I'm thinking that there are no non-commuting connected Lie groups (not sure how to proceed to the disconnected case yet), but I want to be sure. My argument was based on classification of connected one 1-manifolds. My thought was that any connected one-parameter Lie group has to be homeomorphic to the line or the circle. I figured that since there are unique differential structures on each and since we know that the Lie group has to have a differential structure, and since the line and the circle are not diffeomorphic to each other, that the Lie group has to diffeomorphic to either the line or the circle. That would suggest that every connected one-parameter Lie group is equivalent (diffeomorphic and homomorphic at the same time, whatever fancy morphism that would be) to either good ol' translation in one dimension or SO2. In either case, the group commutes. Have I made any fallacies? I want to double check because I'm new to Lie groups and differential topology.

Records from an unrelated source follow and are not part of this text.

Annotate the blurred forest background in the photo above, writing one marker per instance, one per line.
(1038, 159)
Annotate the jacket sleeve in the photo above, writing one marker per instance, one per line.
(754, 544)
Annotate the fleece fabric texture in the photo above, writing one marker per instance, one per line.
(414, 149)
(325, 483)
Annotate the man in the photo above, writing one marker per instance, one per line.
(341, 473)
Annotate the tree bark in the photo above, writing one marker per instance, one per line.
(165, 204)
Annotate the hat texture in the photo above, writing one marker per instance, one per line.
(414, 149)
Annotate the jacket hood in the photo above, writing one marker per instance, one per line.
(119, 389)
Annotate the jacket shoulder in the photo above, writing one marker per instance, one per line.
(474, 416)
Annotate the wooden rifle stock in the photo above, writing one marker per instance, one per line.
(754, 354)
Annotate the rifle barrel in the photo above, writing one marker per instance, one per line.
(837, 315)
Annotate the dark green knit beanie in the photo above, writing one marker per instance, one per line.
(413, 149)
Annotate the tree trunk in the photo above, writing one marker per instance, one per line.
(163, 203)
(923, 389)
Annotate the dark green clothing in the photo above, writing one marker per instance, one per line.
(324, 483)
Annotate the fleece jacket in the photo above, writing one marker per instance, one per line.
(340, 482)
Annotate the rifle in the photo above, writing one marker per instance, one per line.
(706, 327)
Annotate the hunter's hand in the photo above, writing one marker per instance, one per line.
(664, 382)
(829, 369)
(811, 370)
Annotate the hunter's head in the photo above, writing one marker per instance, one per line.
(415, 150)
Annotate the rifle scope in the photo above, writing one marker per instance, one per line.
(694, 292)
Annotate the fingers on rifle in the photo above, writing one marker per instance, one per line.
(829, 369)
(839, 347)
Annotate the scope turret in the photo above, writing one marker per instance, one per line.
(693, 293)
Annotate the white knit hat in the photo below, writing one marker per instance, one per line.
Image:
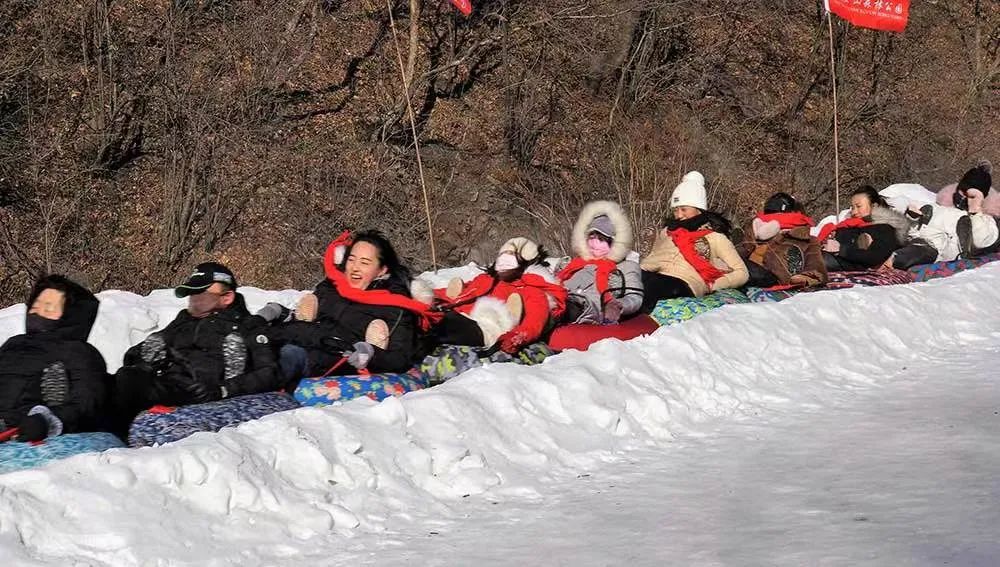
(690, 192)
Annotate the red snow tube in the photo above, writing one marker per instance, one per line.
(580, 337)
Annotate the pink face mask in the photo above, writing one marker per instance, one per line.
(505, 261)
(597, 247)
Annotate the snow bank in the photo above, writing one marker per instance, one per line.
(261, 493)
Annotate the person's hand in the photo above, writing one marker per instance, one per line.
(512, 341)
(362, 355)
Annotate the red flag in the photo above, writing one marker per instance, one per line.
(888, 15)
(464, 6)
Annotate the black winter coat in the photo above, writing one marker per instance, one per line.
(207, 359)
(56, 368)
(341, 322)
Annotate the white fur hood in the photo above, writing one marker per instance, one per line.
(622, 243)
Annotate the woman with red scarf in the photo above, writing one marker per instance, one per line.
(692, 255)
(604, 285)
(360, 317)
(779, 250)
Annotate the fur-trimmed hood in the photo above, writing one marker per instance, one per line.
(899, 223)
(623, 240)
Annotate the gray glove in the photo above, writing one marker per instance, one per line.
(362, 355)
(275, 313)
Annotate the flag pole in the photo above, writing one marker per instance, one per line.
(836, 127)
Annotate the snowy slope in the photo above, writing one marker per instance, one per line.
(305, 486)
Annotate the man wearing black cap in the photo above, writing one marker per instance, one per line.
(212, 350)
(960, 231)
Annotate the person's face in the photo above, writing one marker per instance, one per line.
(216, 298)
(49, 304)
(685, 212)
(363, 265)
(860, 206)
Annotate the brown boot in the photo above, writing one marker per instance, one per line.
(515, 304)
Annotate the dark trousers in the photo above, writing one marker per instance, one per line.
(914, 255)
(658, 286)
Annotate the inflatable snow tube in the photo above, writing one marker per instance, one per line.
(448, 361)
(330, 389)
(580, 337)
(869, 278)
(679, 309)
(16, 456)
(157, 426)
(936, 270)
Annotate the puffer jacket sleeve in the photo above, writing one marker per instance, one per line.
(985, 231)
(86, 389)
(536, 314)
(723, 249)
(402, 348)
(632, 299)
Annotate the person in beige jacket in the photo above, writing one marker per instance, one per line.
(692, 255)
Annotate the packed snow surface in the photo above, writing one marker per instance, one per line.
(856, 427)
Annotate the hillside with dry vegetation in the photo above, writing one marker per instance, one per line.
(138, 137)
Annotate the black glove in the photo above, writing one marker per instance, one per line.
(33, 428)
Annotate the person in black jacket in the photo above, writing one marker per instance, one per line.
(212, 350)
(358, 321)
(880, 231)
(51, 380)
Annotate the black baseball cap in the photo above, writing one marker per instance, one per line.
(204, 275)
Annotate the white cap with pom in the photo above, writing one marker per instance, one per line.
(690, 192)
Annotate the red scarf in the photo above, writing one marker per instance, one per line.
(786, 221)
(604, 268)
(373, 296)
(830, 228)
(684, 241)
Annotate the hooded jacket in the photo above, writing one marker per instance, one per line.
(56, 372)
(624, 283)
(667, 259)
(888, 232)
(197, 360)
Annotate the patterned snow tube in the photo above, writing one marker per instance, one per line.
(673, 311)
(936, 270)
(154, 427)
(580, 337)
(449, 361)
(325, 391)
(16, 456)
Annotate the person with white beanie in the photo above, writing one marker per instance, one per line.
(692, 255)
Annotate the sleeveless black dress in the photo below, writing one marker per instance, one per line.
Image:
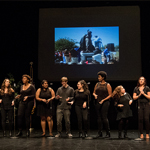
(101, 91)
(125, 111)
(44, 109)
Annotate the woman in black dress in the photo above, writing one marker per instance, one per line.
(122, 101)
(102, 93)
(27, 95)
(44, 96)
(142, 94)
(7, 102)
(81, 98)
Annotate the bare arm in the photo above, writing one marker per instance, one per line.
(146, 95)
(52, 93)
(109, 88)
(135, 96)
(37, 96)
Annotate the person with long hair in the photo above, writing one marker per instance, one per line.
(44, 96)
(102, 93)
(7, 102)
(64, 94)
(122, 102)
(27, 95)
(142, 94)
(81, 98)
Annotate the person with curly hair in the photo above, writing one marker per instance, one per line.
(81, 98)
(64, 95)
(27, 95)
(7, 102)
(102, 93)
(142, 94)
(44, 97)
(122, 102)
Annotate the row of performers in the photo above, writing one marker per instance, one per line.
(66, 96)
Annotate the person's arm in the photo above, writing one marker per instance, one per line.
(57, 97)
(0, 97)
(130, 98)
(135, 96)
(109, 88)
(52, 93)
(33, 91)
(32, 96)
(88, 99)
(37, 96)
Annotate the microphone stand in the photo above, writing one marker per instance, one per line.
(14, 137)
(51, 109)
(88, 137)
(138, 139)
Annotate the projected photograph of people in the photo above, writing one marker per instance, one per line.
(87, 45)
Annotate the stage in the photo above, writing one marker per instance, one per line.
(35, 142)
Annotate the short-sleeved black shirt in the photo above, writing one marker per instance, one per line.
(142, 98)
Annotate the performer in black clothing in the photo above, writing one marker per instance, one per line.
(64, 95)
(122, 101)
(44, 96)
(102, 93)
(142, 94)
(27, 95)
(81, 97)
(7, 102)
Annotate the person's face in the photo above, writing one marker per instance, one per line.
(64, 83)
(7, 83)
(142, 81)
(25, 80)
(45, 85)
(79, 85)
(100, 78)
(122, 90)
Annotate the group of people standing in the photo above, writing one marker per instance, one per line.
(67, 96)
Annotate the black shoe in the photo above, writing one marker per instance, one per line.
(125, 134)
(85, 134)
(107, 134)
(100, 134)
(80, 135)
(10, 133)
(119, 135)
(4, 133)
(19, 134)
(28, 133)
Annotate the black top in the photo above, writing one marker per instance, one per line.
(65, 93)
(30, 92)
(101, 91)
(81, 97)
(125, 111)
(7, 100)
(45, 94)
(142, 98)
(44, 109)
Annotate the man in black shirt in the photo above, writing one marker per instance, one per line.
(64, 94)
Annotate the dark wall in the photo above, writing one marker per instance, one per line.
(19, 43)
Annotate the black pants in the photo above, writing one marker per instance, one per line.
(143, 116)
(4, 113)
(102, 112)
(123, 124)
(82, 113)
(60, 114)
(24, 110)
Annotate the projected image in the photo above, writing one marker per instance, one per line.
(87, 45)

I'm fairly sure you can prove my conjecture (no noncommuting connected one-parameter Lie groups) easily from Lie algebra axioms and the correspondence theorems, but my intuitions on Lie algebras aren't that strong yet and I haven't yet proved the correspondence theorems, so I stuck to what I know about Lie groups. That said, if you have said proof, I'd appreciate seeing it.

Finally, if you know how I can extend this to the disconnected case, I would love some hints (no spoilers please!). I would think that there would be constraints on how disconnected a Lie group can be, but my topology and algebra aren't strong enough to say exactly what.

Thanks!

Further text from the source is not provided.